Gray Matter


What’s Sauce for the Goose Is Sauce for the Gander

RT Cunningham | July 29, 2020 (UTC) | Culture

gooseI’ve never seen a goose up close, that I can remember. People tell me geese look like ducks with long necks. I’ll probably never see one where I live now, unless it’s in a zoo or something.

I’ve never eaten one and I probably wouldn’t even if it was offered as part of a meal. I don’t like the taste of ducks, so I probably wouldn’t like the taste of geese. Of course, I’m pretty sure I’d like it if it was the only thing to eat, especially if I had to do without food for a couple of days.

Sauce for the Goose

The meaning behind the phrase is that it makes things equal. I’m sure the phrase, “what’s sauce for the goose is sauce for the gander”, is the way it was said originally. The version I always heard substituted “good” for “sauce”.

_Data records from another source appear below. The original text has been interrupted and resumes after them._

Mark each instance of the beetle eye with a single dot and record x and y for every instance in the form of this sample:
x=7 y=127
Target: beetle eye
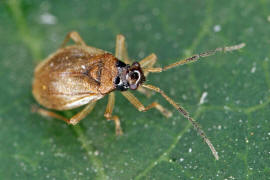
x=135 y=75
x=117 y=80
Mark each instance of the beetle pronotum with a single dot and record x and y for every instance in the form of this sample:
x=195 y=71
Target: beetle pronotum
x=80 y=75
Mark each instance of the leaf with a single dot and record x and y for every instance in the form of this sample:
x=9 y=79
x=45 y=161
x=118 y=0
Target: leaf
x=235 y=113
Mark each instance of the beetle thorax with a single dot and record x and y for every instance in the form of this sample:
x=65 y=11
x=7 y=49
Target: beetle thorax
x=129 y=76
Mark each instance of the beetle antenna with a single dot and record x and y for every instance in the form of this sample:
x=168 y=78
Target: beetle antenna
x=196 y=57
x=186 y=115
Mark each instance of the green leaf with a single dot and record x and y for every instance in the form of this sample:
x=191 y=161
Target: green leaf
x=235 y=113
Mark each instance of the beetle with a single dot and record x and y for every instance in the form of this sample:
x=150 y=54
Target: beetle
x=79 y=74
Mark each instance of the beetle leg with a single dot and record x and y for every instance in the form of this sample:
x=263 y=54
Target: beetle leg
x=121 y=50
x=108 y=114
x=75 y=37
x=187 y=116
x=73 y=120
x=135 y=102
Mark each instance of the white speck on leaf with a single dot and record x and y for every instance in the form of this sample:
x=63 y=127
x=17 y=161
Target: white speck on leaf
x=202 y=99
x=253 y=69
x=217 y=28
x=48 y=18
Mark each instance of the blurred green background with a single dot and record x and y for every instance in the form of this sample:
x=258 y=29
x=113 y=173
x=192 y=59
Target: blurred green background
x=235 y=114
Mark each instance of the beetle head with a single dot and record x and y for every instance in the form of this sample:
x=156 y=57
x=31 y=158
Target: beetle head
x=129 y=76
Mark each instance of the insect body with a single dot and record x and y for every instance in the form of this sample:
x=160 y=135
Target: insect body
x=80 y=75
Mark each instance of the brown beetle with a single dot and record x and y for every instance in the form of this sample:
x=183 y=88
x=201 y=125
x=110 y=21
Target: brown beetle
x=80 y=75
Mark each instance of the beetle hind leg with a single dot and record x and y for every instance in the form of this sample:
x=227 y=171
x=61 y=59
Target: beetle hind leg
x=108 y=114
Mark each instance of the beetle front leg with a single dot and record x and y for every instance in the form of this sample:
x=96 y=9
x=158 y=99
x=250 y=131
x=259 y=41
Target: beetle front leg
x=75 y=37
x=73 y=120
x=108 y=114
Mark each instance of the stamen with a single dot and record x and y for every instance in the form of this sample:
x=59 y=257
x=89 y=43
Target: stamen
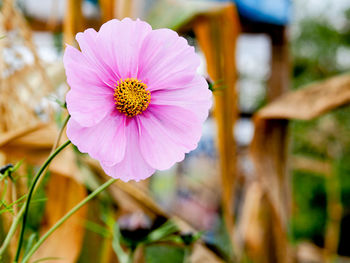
x=131 y=96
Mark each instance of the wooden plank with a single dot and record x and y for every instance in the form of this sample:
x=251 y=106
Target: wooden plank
x=217 y=35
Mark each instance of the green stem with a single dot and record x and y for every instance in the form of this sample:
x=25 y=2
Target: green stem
x=31 y=190
x=64 y=218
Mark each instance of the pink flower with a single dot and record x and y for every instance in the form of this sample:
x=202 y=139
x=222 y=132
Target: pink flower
x=136 y=102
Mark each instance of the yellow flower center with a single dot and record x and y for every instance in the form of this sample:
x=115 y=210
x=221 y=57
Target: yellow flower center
x=131 y=96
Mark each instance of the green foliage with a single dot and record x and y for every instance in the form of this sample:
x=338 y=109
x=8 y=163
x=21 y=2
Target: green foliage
x=310 y=214
x=317 y=50
x=160 y=253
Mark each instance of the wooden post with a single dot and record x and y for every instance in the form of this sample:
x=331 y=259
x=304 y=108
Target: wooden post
x=217 y=35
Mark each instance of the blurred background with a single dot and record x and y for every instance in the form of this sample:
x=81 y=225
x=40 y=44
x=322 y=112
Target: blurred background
x=270 y=179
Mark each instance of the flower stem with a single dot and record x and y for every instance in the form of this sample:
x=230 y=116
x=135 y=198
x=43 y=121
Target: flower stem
x=31 y=190
x=64 y=218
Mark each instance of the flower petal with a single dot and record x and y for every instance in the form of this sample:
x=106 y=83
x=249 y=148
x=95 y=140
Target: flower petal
x=194 y=96
x=89 y=108
x=89 y=99
x=167 y=61
x=121 y=42
x=94 y=51
x=133 y=166
x=105 y=141
x=166 y=134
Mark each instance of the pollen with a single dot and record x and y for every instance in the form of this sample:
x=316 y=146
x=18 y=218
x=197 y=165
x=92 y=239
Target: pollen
x=131 y=96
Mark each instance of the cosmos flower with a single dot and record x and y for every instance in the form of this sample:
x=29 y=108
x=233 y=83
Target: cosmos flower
x=136 y=102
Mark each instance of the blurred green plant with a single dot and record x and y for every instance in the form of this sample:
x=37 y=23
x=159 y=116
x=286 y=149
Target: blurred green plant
x=319 y=51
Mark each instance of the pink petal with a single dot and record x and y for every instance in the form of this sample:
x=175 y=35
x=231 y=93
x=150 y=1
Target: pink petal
x=93 y=51
x=89 y=99
x=133 y=166
x=105 y=141
x=121 y=42
x=80 y=73
x=167 y=61
x=89 y=108
x=166 y=134
x=194 y=96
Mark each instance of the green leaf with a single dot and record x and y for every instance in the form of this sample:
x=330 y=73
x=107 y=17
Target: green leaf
x=164 y=254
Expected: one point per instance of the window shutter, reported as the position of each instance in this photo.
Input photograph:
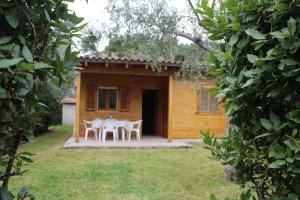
(213, 104)
(203, 100)
(91, 98)
(123, 99)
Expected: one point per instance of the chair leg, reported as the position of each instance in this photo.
(123, 134)
(138, 136)
(129, 136)
(86, 135)
(100, 135)
(103, 136)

Until recently, and only because I never thought about it more than a few seconds at a time, I didn’t even know what a gander was.

I also heard “too much sauce spoils the goose” and I have no idea where that came from.

Way back when I saw “Star Trek: The Wrath of Khan” the first time, I remember when Captain Spock said to Mr. Saavik (a female Vulcan officer), “Sauce for the goose, Mr. Saavik. The odds will be even.” I had no idea what it meant back then and I really didn’t care. Now I know.

I remember watching “A Christmas Story” years ago, years before the TNT television network decided to air it back to back for 24 hours. There were some scenes where dogs busted in and stole the cooked turkey and the family ended up eating their Christmas dinner in a Chinese restaurant. To this day, I can’t remember if they ate a goose or a duck at the restaurant. I don’t think they ever said what it was. Oh well, it doesn’t matter now, I suppose.

Wild Goose Stories

Geese must have been way more plentiful a couple of hundred years ago than they are today. Why else would so many phrases involving a goose exist (“your goose is cooked”, “wild goose chase”, etc.)?

Why else would people use it as a nickname (one of the characters in “Top Gun”) or part of a trademark?


Geese is the plural of goose, but goose also means the female. Gander is the male and a gosling is the child. It’s hard to remember things like this when I have all this bouncing around in my head with the terms for other types of animals. A Cornish Game Hen isn’t necessarily a hen even though hen means female chicken (and the female of a number of bird species).

I hope I don’t learn anything else when it concerns trivia. I’m afraid I’ll forget something important when I do (kind of like Kelly Bundy in “Married with Children”).